Urusan bersama adalah urusan
yang sangat penting, yang membutuhkan keikutsertaan semua komponen dalam
jamaah, untuk mengatasi sebuah pandangan atau peperangan atau pekerjaan umum
yang dilakukan bersama-sama. Orang-orang yang beriman tidak akan pergi
meninggalkannya sampai mereka meminta izin kepada pemimpin mereka. Sehingga
urusan tidak menjadi kacau tanpa kestabilan dan keorganisasian.
Orang-orang yang beriman
dengan iman seperti ini dan berperilaku dengan adab seperti ini, tidak akan
pernah minta izin kecuali untuk sebuah urusan yang sangat darurat dan penting.
Mereka memiliki daya selektivitas dan pencegahan dari iman dan adab mereka yang
menjaga mereka dari bersikap berpaling dari urusan bersama itu yang telah
mengusik hati semua jamaah dan mengharuskan mereka sepakat atas semua keputusan
bersama. Bersama dengan ini, alqur'an tetap meletakkan hak memberi izin atau
tidak, kepada pendapat Rasulullah sebagai pemimpin jamaah. Hal itu dianugerahkan kepada
Rasulullah setelah setiap individu diberi hak yang sama dalam meminta izin.

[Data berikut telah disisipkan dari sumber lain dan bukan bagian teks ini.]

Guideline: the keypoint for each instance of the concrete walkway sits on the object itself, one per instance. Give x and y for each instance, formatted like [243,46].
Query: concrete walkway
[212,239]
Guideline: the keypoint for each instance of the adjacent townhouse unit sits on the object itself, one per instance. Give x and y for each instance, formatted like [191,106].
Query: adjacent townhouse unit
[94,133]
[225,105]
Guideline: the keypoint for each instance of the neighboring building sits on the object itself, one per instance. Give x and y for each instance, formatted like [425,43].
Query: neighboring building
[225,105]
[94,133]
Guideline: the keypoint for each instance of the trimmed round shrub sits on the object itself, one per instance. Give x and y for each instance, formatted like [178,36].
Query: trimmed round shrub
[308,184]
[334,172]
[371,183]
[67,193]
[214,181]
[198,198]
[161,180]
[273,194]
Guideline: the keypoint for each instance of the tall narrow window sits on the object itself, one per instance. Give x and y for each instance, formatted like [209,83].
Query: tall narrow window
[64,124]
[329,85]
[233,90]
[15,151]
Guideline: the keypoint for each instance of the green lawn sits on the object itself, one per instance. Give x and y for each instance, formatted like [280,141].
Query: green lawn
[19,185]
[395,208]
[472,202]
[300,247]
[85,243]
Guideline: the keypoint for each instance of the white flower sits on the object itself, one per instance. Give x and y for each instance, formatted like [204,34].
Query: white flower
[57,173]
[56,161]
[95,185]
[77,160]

"… maka apabila mereka meminta izin kepadamu karena
sesuatu keperluan, berilah izin kepada siapa yang kamu kehendaki di antara
mereka…"
(Rasulullah telah
disalahkan oleh Allah karena memberi izin kepada orang-orang munafik
sebelumnya, maka Allah berfirman kepada beliau dalam surah at-Taubah ayat 43,
"Semoga Allah mema'afkanmu. Mengapa kamu memberi izin
kepada mereka (untuk tidak pergi berperang), sebelum jelas bagimu orang-orang
yang benar (dalam keuzurannya) dan sebelum kamu ketahui orang-orang yang
berdusta?"
Allah memberikan
hak penuh kepada pandangan Rasulullah. Bila beliau ingin mengizinkan, maka hak
beliau untuk mengizinkannya. Dan, bila beliau tidak ingin memberikan izin, juga
merupakan hak hak beliau. Allah menghilangkan perasaan bersalah dari Rasulullah
karena tidak memberikan, walaupun kadangkala di sana ada kebutuhan yang sangat mendesak. Jadi
kebebasan sepenuhnya diberikan kepada pemimpin dalam menimbang antara maslahat
orang tetap berada di tempat tugasnya dan maslahat bila dia pergi
meninggalkannya. Seorang pemimpin diberikan keleluasaan untuk menentukan
keputusan dalam masalah kepemimpinan ini sesuai dengan pandangannya.
Dari sini tersirat
bahwa keputusan untuk meninggalkan kepentingan darurat itu; dan tidak pergi
meninggalkan tugas itulah yang paling utama. Meminta izin dan pergi
meninggalkan tugas dalam kondisi itu merupakan kesalahan yang kemudian membuat
nabi SAW harus memohon ampunan bagi orang-orang yang memiliki uzur.
"…dan mohonkanlah
ampunan untuk mereka kepada Allah. Sesungguhnya Allah Maha Pengampun lagi Maha
Penyayang."
Dengan permohonan
ampunan itu, ia mengikat hati orang-orang yang beriman. Sehingga, mereka tidak
berusaha meminta izin walaupun punya pilihan untuk itu, karena mereka mampu
menguasai uzur yang mendorongnya untuk meminta izin.
Kemudian Allah
memperingatkan orang-orang munafik dari sikap mencari-cari celah dan pergi
meninggalkan Rasulullahtanpa izin, dengan berlindung kepada sebagian teman
mereka yang lain dan saling menyembunyikan diri. Mereka harus yakin bahwa mata
Allah selalu mengintai mereka, walaupun mata Rasulullah tidak melihat mereka.
"…Sesungguhnya Allah
telah mengetahui orang-orang yang berangsur- angsur pergi di antara kamu dengan
berlindung (kepada kawannya)…"
Ungkapan itu
menggambarkan tentang upaya melepaskan diri dan mencari-cari celah dari
perhatian majelis. Di situ jelas tergambar ketakutan mereka untuk berhadapan,
serta kehinaan gerakan dan perasaan yang menimpa jiwa-jiwa mereka.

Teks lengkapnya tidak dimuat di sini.